Quando morreu, a 3 de Janeiro de 502, com 82 anos, o
seu corpo foi sepultado nesta Igreja que ainda estava inacabada. Após a sua
canonização, passou a chamar-se Abadia de Santa Genoveva. O Rei Clóvis, que
morreu em 511 e a Rainha Clotilde, que morreu em 545 também foram sepultados
neste local. A abadia foi saqueada e praticamente destruída pelos Vikings em
847, tendo sido parcialmente reconstruída ao longo das décadas seguintes, só
foi concluída em 1177.
No ano de
1130, surgiu em Paris uma grande peste que causou muitas mortes. O povo começou
a rezar a Santa Genoveva e fez uma procissão com suas relíquias pela cidade.
Milagrosamente a epidemia acabou.
Genoveva,
por estes e muitos outros milagres foi considerada a Padroeira de Paris.
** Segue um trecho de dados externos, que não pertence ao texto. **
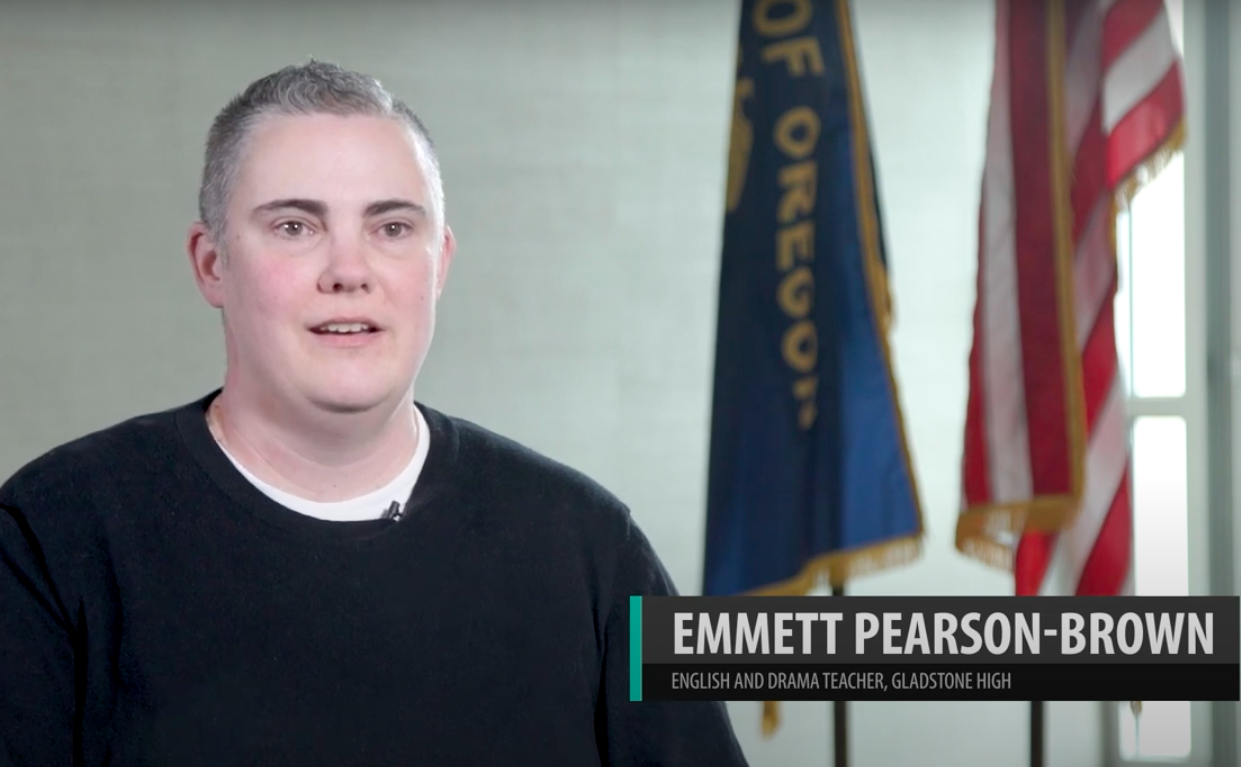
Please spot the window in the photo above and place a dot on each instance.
(1153, 328)
(1151, 340)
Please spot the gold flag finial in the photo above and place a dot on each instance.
(771, 717)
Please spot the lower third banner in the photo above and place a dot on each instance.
(936, 648)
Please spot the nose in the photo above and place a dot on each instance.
(348, 267)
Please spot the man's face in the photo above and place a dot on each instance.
(331, 266)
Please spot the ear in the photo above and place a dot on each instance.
(207, 263)
(447, 250)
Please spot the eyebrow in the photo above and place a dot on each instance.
(319, 209)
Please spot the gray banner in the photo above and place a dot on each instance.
(941, 629)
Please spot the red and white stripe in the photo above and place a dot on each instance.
(1121, 103)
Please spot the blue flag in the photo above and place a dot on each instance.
(809, 473)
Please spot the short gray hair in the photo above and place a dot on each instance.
(310, 88)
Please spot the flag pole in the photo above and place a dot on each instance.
(839, 715)
(1035, 734)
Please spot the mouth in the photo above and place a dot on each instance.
(345, 328)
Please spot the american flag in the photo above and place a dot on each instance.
(1087, 103)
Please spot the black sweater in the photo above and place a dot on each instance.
(156, 608)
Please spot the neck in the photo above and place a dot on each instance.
(323, 457)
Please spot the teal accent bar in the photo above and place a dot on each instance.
(634, 648)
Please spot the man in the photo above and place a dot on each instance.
(305, 567)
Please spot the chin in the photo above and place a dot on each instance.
(351, 399)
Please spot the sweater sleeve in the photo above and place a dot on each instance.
(670, 734)
(37, 700)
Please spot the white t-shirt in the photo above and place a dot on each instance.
(375, 504)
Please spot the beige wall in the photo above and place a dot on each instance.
(583, 147)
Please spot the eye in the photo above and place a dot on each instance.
(292, 228)
(395, 228)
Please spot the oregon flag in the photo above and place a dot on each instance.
(809, 473)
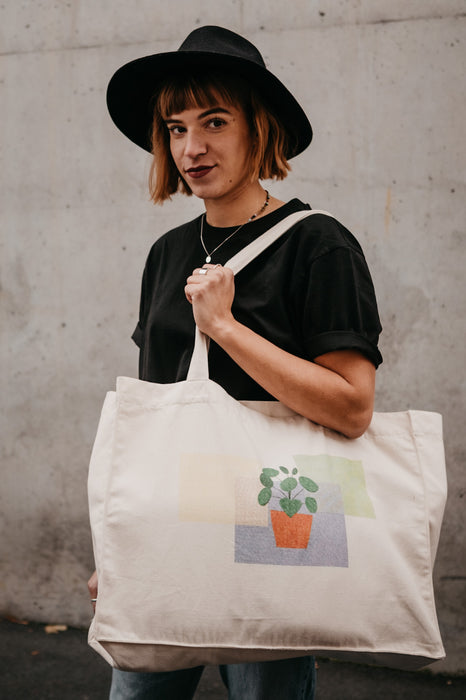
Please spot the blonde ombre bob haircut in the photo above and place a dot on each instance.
(269, 142)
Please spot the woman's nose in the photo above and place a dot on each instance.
(195, 144)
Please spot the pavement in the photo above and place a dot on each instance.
(39, 662)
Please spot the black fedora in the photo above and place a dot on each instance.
(132, 88)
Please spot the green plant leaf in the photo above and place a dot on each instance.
(290, 507)
(266, 481)
(264, 496)
(270, 472)
(308, 484)
(289, 484)
(311, 504)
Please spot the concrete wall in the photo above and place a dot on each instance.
(383, 84)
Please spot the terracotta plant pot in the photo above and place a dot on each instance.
(291, 533)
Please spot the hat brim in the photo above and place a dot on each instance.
(131, 91)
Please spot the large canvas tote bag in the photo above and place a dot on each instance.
(226, 532)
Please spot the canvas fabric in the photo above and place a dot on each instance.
(228, 531)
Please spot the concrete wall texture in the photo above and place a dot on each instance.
(383, 82)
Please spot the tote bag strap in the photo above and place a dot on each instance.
(199, 366)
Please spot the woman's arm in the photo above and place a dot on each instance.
(335, 390)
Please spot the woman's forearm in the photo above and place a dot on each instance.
(335, 391)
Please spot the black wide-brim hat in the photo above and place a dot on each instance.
(131, 91)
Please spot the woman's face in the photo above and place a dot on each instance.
(210, 147)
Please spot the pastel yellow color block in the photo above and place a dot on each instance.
(208, 488)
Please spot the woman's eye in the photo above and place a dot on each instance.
(216, 122)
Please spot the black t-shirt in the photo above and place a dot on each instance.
(309, 293)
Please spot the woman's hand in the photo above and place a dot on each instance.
(92, 586)
(211, 290)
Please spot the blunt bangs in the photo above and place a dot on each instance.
(189, 92)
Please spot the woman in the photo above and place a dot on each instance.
(299, 324)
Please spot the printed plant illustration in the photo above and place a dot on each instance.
(289, 488)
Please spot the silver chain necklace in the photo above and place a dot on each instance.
(254, 216)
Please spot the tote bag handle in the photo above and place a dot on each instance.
(199, 365)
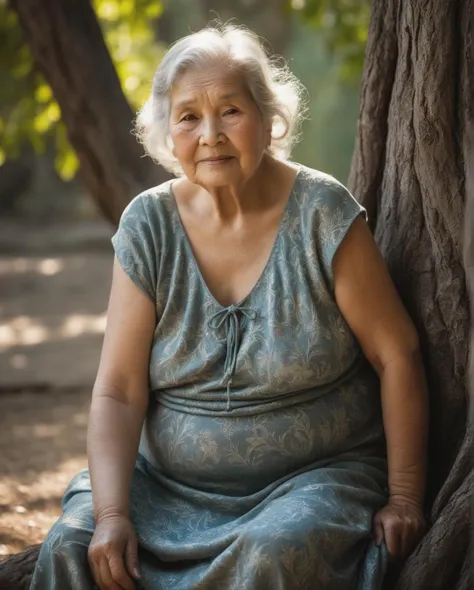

O Papa Inocêncio ll, marcou a sua festa litúrgica
e seu culto para o dia 3 de janeiro.
Ao longo
da história, Santa Genoveva sempre foi invocada por ocasiões de grandes
calamidades como as epidemias, para implorar a chuva ou contra as inundações do
Sena.
Em 1744, após uma doença grave, cuja cura foi
atribuída a Santa Genoveva, o Rei Luiz XV fez a promessa de construir um grandioso
templo em homenagem à Santa.
Durante a
Revolução francesa, os jacobinos profanaram a Basílica, retiraram o corpo de
Santa Genoveva, cremaram-no e lançaram as cinzas ao rio Sena. A Basílica perdeu
a sua função religiosa e foi transformada, no que hoje é o Panteão, onde os
líderes da revolução foram sepultados.
Posteriormente o seu túmulo foi reconstruído com as suas
relíquias na Igreja de Saint-Étienne-du-Mont. O Papa João Paulo II, em 2002, aqui
se recolheu em oração a Santa Genevieve, Padroeira de Paris.